Evaluating the performance and scalability of the Ceph distributed storage system

As the data needs in every field continue to grow, storage systems have to grow and therefore need to adapt to the increasing demands of performance, reliability and fault tolerance. This also increases their complexity and costs. Improving the performance and scalability of storage systems while maintaining low costs is thus crucial. The evaluated open source storage system Ceph promises to reliably store data distributed across many nodes. Ceph is targeted at commodity hardware. This study investigates how Ceph performs in different setups and compares this with the theoretical maximum performance of the hardware.
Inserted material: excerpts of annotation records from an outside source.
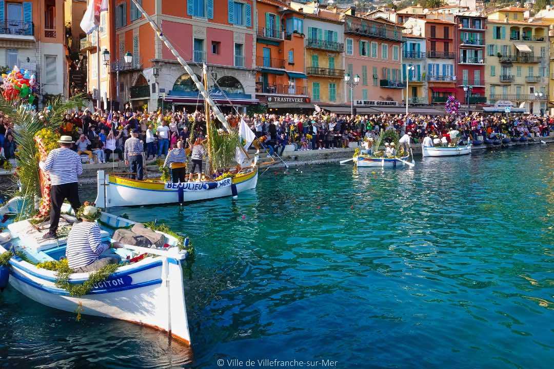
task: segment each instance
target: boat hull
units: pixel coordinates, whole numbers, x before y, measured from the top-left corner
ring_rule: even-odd
[[[471,145],[455,146],[454,147],[422,146],[422,153],[424,157],[452,157],[468,155],[471,153]]]
[[[409,156],[406,156],[402,159],[407,160]],[[353,158],[354,163],[360,167],[373,168],[401,168],[406,164],[396,158],[371,158],[363,156],[357,156]]]
[[[227,196],[256,188],[257,169],[245,175],[183,184],[138,181],[98,171],[96,204],[104,207],[183,203]],[[106,185],[105,185],[105,183]]]

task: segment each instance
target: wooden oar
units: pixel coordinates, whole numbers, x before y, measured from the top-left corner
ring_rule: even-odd
[[[340,162],[339,162],[339,163],[340,164],[344,164],[345,163],[348,163],[348,162],[353,160],[354,160],[353,158],[350,158],[350,159],[347,159],[346,160],[341,160]]]

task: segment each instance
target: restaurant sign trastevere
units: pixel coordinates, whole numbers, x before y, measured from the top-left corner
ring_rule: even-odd
[[[398,106],[396,101],[382,101],[379,100],[355,100],[357,106]]]

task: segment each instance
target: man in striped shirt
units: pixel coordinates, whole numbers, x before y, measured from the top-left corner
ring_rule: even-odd
[[[142,180],[142,153],[144,152],[144,144],[138,139],[140,129],[134,129],[131,138],[125,141],[125,165],[130,164],[131,173],[136,173],[136,179]],[[131,178],[135,179],[135,174]]]
[[[85,206],[79,214],[83,221],[73,225],[69,231],[65,257],[75,273],[98,271],[108,264],[119,264],[121,261],[116,254],[105,254],[110,245],[102,243],[100,227],[94,221],[98,211],[95,206]],[[114,242],[111,247],[119,248],[121,246],[119,242]]]
[[[43,236],[45,239],[56,238],[61,205],[64,200],[69,200],[71,207],[76,212],[80,206],[77,176],[83,174],[81,158],[69,148],[74,143],[71,136],[63,136],[58,142],[60,148],[52,150],[46,160],[39,163],[41,169],[50,174],[52,182],[50,230]]]
[[[187,179],[187,154],[183,149],[183,142],[177,141],[177,147],[166,157],[163,166],[171,169],[173,183],[184,182]]]

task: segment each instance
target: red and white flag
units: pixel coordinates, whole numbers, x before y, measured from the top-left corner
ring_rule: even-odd
[[[81,20],[81,28],[89,34],[98,28],[100,24],[100,12],[107,10],[108,0],[89,0],[86,11]]]

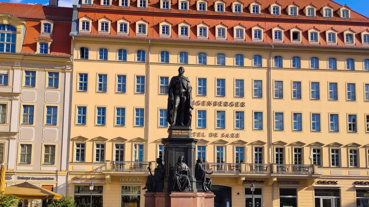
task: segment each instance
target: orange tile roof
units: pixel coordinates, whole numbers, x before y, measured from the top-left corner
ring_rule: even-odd
[[[328,47],[358,47],[362,46],[361,43],[361,36],[360,33],[355,34],[356,45],[345,45],[344,42],[344,39],[342,32],[347,30],[349,27],[351,30],[355,31],[363,31],[369,28],[369,22],[361,24],[351,24],[349,25],[347,22],[331,22],[329,24],[327,22],[316,21],[309,22],[298,22],[297,21],[290,21],[288,20],[280,19],[255,19],[254,20],[236,19],[234,18],[228,17],[223,17],[221,19],[219,17],[206,17],[206,18],[200,18],[198,17],[195,15],[186,15],[182,17],[179,15],[173,15],[171,17],[162,15],[161,16],[155,14],[153,15],[148,13],[122,13],[121,12],[116,12],[111,11],[91,11],[90,10],[80,9],[78,13],[79,18],[85,16],[85,15],[94,17],[94,20],[92,24],[92,33],[86,34],[80,32],[79,34],[80,36],[101,36],[106,37],[113,37],[118,38],[135,38],[147,39],[165,39],[168,41],[193,41],[198,42],[231,42],[237,43],[239,44],[249,43],[254,44],[270,44],[273,43],[276,45],[293,45],[294,46],[328,46]],[[97,21],[104,16],[113,20],[111,24],[111,28],[110,34],[101,35],[99,34],[98,31]],[[117,21],[121,20],[123,17],[127,20],[131,22],[130,24],[130,34],[128,36],[123,36],[117,35]],[[136,23],[137,21],[142,18],[146,20],[149,24],[148,28],[148,37],[140,37],[136,36]],[[160,38],[159,35],[160,29],[159,24],[164,21],[169,21],[172,24],[172,37],[170,38]],[[190,24],[189,32],[190,35],[190,39],[185,39],[178,38],[178,24],[183,22],[185,20],[186,23]],[[227,29],[227,41],[218,41],[215,39],[215,26],[222,24],[227,25],[228,27]],[[198,39],[196,36],[197,25],[204,23],[209,27],[209,39]],[[235,41],[233,38],[233,27],[241,24],[246,28],[245,34],[245,41]],[[263,42],[262,42],[252,41],[251,28],[258,25],[264,29]],[[276,43],[273,42],[272,29],[276,27],[284,28],[284,42]],[[302,43],[292,43],[290,41],[290,35],[289,29],[291,28],[297,27],[302,30]],[[327,45],[326,42],[325,32],[325,31],[330,29],[333,27],[338,32],[337,45]],[[309,43],[308,37],[308,36],[307,31],[314,28],[321,31],[320,34],[320,44],[313,45]],[[368,48],[368,47],[365,47]]]

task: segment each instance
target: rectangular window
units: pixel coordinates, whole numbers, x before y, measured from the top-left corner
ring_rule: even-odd
[[[97,125],[105,126],[106,120],[106,107],[97,107]]]
[[[348,124],[348,132],[356,132],[357,129],[356,123],[356,115],[353,114],[349,115],[348,117],[347,122]]]
[[[125,75],[118,75],[117,76],[118,80],[117,81],[117,92],[119,93],[125,93],[126,78]]]
[[[197,85],[197,95],[206,95],[206,78],[198,78]]]
[[[125,125],[125,108],[117,108],[115,125],[123,126]]]
[[[339,150],[332,149],[331,150],[331,158],[332,161],[332,166],[339,167]]]
[[[135,115],[135,126],[144,126],[144,109],[136,109]]]
[[[87,107],[77,106],[77,124],[85,125],[86,117],[87,115]]]
[[[88,75],[85,73],[80,73],[78,78],[78,91],[87,91],[87,78]]]
[[[311,99],[319,100],[320,99],[319,96],[319,83],[311,82]]]
[[[236,80],[236,97],[244,97],[244,80]]]
[[[20,163],[21,164],[30,164],[32,155],[32,144],[21,144]]]
[[[206,111],[197,111],[197,128],[206,128]]]
[[[329,99],[337,101],[338,99],[338,94],[337,92],[337,83],[329,83]]]
[[[318,167],[322,166],[321,153],[320,149],[313,149],[313,164],[318,165]]]
[[[48,73],[48,88],[58,88],[59,87],[59,73]]]
[[[44,164],[54,165],[55,164],[55,145],[44,145]]]
[[[331,114],[330,115],[330,126],[331,131],[337,132],[338,131],[338,115]]]
[[[144,145],[135,144],[134,161],[142,162],[144,161]]]
[[[236,112],[236,129],[244,129],[244,113],[242,111]]]
[[[217,96],[225,96],[225,79],[217,79]]]
[[[24,86],[29,87],[36,86],[36,71],[26,71],[24,73]]]
[[[56,125],[58,122],[58,106],[46,106],[46,124]]]
[[[217,111],[217,129],[225,129],[225,112]]]
[[[283,98],[283,81],[274,81],[274,98]]]
[[[254,98],[262,98],[263,81],[261,80],[254,81]]]
[[[293,113],[293,131],[302,131],[302,115],[300,113]]]
[[[311,114],[311,130],[320,131],[320,114]]]
[[[167,127],[168,122],[166,121],[166,109],[159,110],[159,126],[161,127]]]
[[[355,101],[355,84],[347,84],[347,100],[348,101]]]
[[[168,94],[169,88],[169,78],[160,77],[160,94]]]
[[[204,162],[206,161],[206,146],[197,146],[197,159],[201,158]]]
[[[292,82],[292,98],[294,99],[301,99],[301,82]]]
[[[283,113],[281,112],[276,112],[275,114],[275,130],[279,131],[283,131]]]
[[[85,162],[85,144],[76,143],[76,162]]]
[[[105,158],[105,144],[96,144],[96,146],[95,161],[96,162],[103,162]]]
[[[145,76],[136,77],[136,93],[145,93]]]
[[[254,112],[254,129],[263,130],[263,112]]]
[[[108,75],[99,74],[97,80],[97,91],[99,92],[106,92]]]
[[[350,167],[358,167],[357,150],[350,150]]]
We used a bottom-up approach to benchmark Ceph at different architectural levels. We varied the amount of storage nodes and clients to test the scalability of the system. Our experiments revealed that Ceph delivers the promised scalability, and uncovered several points with improvement potential. We observed a significant increase of the write throughput by moving the Ceph journal to a faster location (in memory). Moreover, while the system scaled with the increasing number of clients operating the cluster, we noticed a slight performance degradation after the saturation point. We tested two optimisation strategies - increasing the available RAM or the object size - and noted a write throughput increase of up to 9% and 27%, respectively. Our findings improve the understanding of Ceph and should benefit future users through the presented strategies for tackling various performance limitations.